In SentencePiece.Load(...) function, we get a file instance by opening specified file. Then, we call protobuf.NewProtobufReader(...) function by providing the file instance along with modelprotoDescriptor variable defined in src/sentencepiece/model.go

from src/sentencepiece/sentencepiecereader.go

func Load(vocabFilePath string) (*ModelProto, error) {
    vocabFile, err := os.Open(vocabFilePath)
    if err != nil {
        return nil, err
    }
    defer vocabFile.Close()

    vocabReader := protobuf.NewProtobufReader(vocabFile, modelprotoDescriptor)
    ...
}

5.2. Calling ProtobufReader.Unmarshal()

When we call vocabReader.Unmarshal(), it reads the given "tokenizer.model" file in guidance and help of the given modelprotoDescriptor. At the end of this process, as modelprotoDescriptor helps, it returns a ModelProto object that contains Pieces (token definitions) and other specifications of the tokenizer model.

Note: If you're curious about the details of how the Protobuf file structure can be read, please refer to: 6. LOADING TOKENIZER MODEL (DETAILS)

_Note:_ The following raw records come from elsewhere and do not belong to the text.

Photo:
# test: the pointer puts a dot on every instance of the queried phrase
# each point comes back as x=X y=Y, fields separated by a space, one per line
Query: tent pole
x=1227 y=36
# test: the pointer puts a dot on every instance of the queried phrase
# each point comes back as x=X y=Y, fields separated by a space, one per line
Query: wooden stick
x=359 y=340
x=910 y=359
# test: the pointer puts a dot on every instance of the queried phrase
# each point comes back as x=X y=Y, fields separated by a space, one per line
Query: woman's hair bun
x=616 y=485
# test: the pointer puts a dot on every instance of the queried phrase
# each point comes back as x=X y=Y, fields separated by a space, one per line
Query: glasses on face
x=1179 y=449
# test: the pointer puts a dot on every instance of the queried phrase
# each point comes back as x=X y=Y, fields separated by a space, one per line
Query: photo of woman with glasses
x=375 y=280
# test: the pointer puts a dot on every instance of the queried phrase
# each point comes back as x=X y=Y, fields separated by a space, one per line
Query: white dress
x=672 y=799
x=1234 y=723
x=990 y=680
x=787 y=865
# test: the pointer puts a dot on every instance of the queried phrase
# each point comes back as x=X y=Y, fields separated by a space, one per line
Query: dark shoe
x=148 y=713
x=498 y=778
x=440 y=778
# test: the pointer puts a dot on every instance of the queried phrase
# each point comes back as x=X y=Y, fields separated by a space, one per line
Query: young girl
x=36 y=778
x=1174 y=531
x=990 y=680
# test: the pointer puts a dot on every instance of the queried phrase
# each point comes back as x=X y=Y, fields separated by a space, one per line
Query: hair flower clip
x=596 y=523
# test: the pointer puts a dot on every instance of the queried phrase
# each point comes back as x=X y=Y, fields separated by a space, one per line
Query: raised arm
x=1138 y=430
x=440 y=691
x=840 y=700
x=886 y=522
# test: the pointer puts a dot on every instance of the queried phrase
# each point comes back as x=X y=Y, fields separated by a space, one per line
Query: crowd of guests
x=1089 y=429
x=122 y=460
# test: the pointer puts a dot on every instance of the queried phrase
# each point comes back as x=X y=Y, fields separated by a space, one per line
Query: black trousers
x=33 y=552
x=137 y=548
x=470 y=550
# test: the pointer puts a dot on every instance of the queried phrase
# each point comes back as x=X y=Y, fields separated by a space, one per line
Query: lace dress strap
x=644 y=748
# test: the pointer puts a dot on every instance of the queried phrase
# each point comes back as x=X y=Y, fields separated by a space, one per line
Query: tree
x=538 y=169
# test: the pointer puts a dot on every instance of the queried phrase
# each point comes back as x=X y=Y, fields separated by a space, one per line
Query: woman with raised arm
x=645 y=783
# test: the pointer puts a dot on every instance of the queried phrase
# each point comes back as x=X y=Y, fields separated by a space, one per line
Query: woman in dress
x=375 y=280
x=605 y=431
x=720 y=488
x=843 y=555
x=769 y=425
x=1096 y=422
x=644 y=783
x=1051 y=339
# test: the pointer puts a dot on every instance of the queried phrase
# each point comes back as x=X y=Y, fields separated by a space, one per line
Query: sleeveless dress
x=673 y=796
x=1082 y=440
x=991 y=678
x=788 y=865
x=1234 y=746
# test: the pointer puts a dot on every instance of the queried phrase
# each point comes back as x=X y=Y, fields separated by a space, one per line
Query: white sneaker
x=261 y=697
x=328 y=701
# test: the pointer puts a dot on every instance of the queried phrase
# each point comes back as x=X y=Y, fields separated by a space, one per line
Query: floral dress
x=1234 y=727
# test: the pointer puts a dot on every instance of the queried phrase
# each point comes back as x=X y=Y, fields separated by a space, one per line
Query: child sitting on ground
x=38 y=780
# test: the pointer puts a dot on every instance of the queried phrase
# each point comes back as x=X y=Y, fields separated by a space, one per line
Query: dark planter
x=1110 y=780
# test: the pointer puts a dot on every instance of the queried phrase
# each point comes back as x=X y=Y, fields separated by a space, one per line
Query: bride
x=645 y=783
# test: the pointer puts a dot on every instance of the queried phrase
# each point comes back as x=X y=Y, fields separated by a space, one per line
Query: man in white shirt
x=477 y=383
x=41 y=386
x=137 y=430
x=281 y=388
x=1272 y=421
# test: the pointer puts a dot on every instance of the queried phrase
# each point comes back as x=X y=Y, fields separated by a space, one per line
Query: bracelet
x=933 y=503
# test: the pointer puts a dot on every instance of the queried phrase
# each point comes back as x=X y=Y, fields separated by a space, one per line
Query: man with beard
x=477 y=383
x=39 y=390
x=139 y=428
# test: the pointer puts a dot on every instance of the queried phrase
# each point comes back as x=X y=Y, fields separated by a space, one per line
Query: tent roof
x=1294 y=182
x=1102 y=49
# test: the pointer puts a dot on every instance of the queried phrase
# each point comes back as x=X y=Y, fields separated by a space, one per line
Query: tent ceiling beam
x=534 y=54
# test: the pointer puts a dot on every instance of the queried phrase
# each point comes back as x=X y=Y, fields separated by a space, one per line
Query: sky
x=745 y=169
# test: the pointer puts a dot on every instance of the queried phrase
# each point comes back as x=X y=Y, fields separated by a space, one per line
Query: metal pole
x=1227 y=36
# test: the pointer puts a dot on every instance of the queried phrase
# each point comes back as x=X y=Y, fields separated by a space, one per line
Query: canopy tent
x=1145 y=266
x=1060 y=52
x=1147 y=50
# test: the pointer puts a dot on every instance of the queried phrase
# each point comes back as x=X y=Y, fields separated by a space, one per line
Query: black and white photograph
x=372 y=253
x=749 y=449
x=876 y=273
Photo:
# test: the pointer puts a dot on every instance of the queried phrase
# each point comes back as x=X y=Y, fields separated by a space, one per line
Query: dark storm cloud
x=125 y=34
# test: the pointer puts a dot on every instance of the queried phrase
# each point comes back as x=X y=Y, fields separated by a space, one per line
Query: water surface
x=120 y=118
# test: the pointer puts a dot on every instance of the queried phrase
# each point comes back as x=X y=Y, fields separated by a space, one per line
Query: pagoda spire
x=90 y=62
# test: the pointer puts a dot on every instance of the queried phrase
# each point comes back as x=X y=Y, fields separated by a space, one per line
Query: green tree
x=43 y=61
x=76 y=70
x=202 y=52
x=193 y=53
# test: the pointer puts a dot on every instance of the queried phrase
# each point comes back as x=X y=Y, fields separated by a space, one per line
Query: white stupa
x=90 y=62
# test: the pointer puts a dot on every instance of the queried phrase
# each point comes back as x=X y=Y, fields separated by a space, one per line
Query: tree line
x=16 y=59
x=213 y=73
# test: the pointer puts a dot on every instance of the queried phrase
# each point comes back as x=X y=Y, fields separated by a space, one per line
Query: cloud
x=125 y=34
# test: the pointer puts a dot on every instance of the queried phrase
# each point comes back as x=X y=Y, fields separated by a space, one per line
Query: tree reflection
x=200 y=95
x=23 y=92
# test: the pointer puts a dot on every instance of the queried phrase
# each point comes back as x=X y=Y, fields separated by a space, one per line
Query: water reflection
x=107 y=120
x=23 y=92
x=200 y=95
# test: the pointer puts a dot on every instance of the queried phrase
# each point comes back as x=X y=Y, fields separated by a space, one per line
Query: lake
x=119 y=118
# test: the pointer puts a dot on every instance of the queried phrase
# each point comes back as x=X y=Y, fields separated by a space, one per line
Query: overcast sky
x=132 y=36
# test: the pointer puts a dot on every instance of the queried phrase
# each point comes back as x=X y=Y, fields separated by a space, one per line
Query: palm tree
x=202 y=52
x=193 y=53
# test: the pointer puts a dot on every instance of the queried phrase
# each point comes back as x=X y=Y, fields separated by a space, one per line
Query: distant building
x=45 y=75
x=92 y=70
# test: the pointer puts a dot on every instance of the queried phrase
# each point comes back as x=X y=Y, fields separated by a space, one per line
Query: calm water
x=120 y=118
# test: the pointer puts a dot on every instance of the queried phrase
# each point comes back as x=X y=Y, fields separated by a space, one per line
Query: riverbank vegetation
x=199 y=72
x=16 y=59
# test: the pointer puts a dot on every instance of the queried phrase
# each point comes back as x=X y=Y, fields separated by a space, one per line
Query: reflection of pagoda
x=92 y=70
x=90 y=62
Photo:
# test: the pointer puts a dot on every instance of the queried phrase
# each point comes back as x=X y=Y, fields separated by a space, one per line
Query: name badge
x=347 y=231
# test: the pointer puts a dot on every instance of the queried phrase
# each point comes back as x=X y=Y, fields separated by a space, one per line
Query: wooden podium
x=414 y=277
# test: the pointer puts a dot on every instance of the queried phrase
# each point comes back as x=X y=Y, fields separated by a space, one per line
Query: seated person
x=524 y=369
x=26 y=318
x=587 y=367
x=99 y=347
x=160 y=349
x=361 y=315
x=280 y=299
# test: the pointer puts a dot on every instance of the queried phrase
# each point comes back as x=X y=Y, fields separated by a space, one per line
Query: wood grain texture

from src/sentencepiece/sentencepiecereader.go

func Load(vocabFilePath string) (*ModelProto, error) {
    ...
    modelVal, err := vocabReader.Unmarshal()
    if err != nil {
        return nil, err
    }
    model, ok := modelVal.(*ModelProto)
    if !ok {
        return nil, fmt.Errorf("cannot convert %v to *ModelProto", model)
    }
    return &model, nil
}

5.3. Returning Vocabulary Model

We get the ModelProto object as vocabModelProto, then we call NewVocabulary(...) function by specifying it. This function creates and returns a Vocabulary object that has TokenToId, IdToTokenId maps to provide two-way querying.
Then, we assign Vocabulary object to model.Vocabulary property.

from src/model/loader.go

func loadVocab(modelDir string, model *Model) error {
    vocabModelProto, err := sentencepiece.Load(vocabFilePath)
    if err != nil {
        return err
    }
    model.Vocabulary = NewVocabulary(vocabModelProto)
    common.GLogger.ConsolePrintf("Found %d tokens in the model.", len(model.Vocabulary.IdToToken))
    return nil
}

And we can see output lines in the console as follows:

[INFO] ... Loading vocabulary/tokens file: "/workspace/models-original/7B-chat/tokenizer.model"...
[INFO] ... Found 32000 tokens in the model.
Model "/workspace/models-original/7B-chat" was loaded.